Les habitants qui refusent l’incinérateur peuvent trouver des solutions. Achetez uniquement des produits recyclables par exemple. Je crois qu’il existe toujours d’autres solutions. Seul un État aveugle, qui prend des décisions globales, est incapable de voir que, à l’échelle locale, les gens ont de l’imagination.

Le même raisonnement peut-être reproduit pour l’énergie, les transports, la santé… Rien de désagréable ne doit être imposé par le haut. Les citoyens ont le droit de refuser quelque chose à condition qu’ils imaginent une solution de remplacement.

Cette solution peut être métalocale. Une communauté qui ne peut produire d’énergie pourra traiter les ordures d’une autre. Ce qui compte c’est que personne n’impose quoi que ce soit dictatorialement.

En résumé, il n’y a pas de décision à prendre pour les autres, il n’y a que des solutions à trouver ensemble, des solutions qui conviennent à ceux qui vont être touchés.

Je m’oppose à la vision du politicien comme décideur. Le décideur est un dictateur dès que ses décisions nuisent à des citoyens. Il justifie ses décisions au nom de l’intérêt général mais c’est lui-même qui détermine cet intérêt général (on se retrouve dans la situation dénoncée par Étienne Chouard). L’intérêt général ne fait alors que cacher des intérêts particuliers. Un politicien n’est pas là pour déciser mais pour aider les citoyens à trouver des solutions.

Notes terminales :

  1. Je prends très souvent, trop souvent, le TGV pour Paris. J’utilise donc un service qui a été imposé par le haut à beaucoup de citoyens qui n’en voulaient pas. Je ne vais pas être maso et ne pas prendre le train sous-prétexte qu’il n’a pas été voulu mais, au fond de moi, je me dis que si on voulait me mettre un TGV sous ne lez je ne serai pas du tout d’accord.
  2. En résumé, j’apprécie le TGV mais je trouve dégueulasse qu’il passe dans les jardins de certains Français.
  3. Si des gens ne veulent pas d’une nouvelle voie parce qu’ils vont la considérer comme une nuisance, personne ne doit la leur imposer.
  4. Le progrès n’est pas la dictature.
  5. On peut essayer de faire changer d’avis les citoyens victimes de nuisance en leur proposant un avantage, une rente à vie par exemple, en leur offrant une maison ailleurs… Mais je crois qu’on ne peut pas s’assoir sur leur avis comme c’est trop souvent le cas aujourd’hui.
  6. Si malgré toutes les offres ils ne sont toujours pas d’accord, il faut voir si ailleurs des gens accepteraient la nuisance. Si personne n’est d’accord, c’est qu’il y a un problème. Je trouve alors gonflé qu’un mec qui ne vivra pas devant la nouvelle voie décide tout de même de la construire.
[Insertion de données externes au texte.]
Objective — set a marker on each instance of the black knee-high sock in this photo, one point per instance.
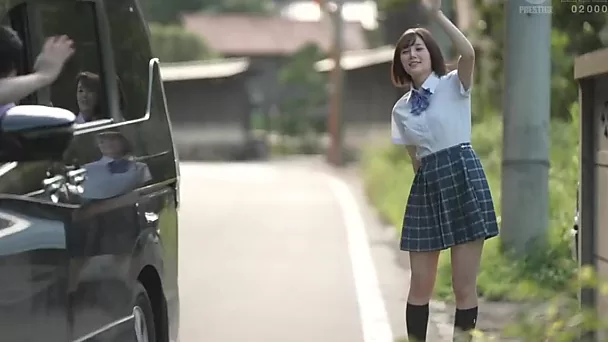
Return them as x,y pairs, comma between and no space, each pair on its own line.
465,321
416,320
Il prend cette décision au nom de l’intérêt général car elle va arranger beaucoup de gens (moi notamment), c’est vrai, mais surtout parce qu’elle ne va pas lui nuire à lui. L’intérêt général est une notion toute relative.
  7. Je ne propose aucune solution miracle mais je crois que nous devons prendre garde aux mesures dictatoriales sous prétextes qu’elles servent l’intérêt général qui, trop souvent, a bon dos.
  8. L’intérêt général ne peut pas être décidé à la majorité. La majorité est toujours pour la création d’une nouvelle voie qui lui facilitera la vie car la majorité ne vit pas près de la voie. L’intérêt général, c’est la dictature de la majorité sur les minorités.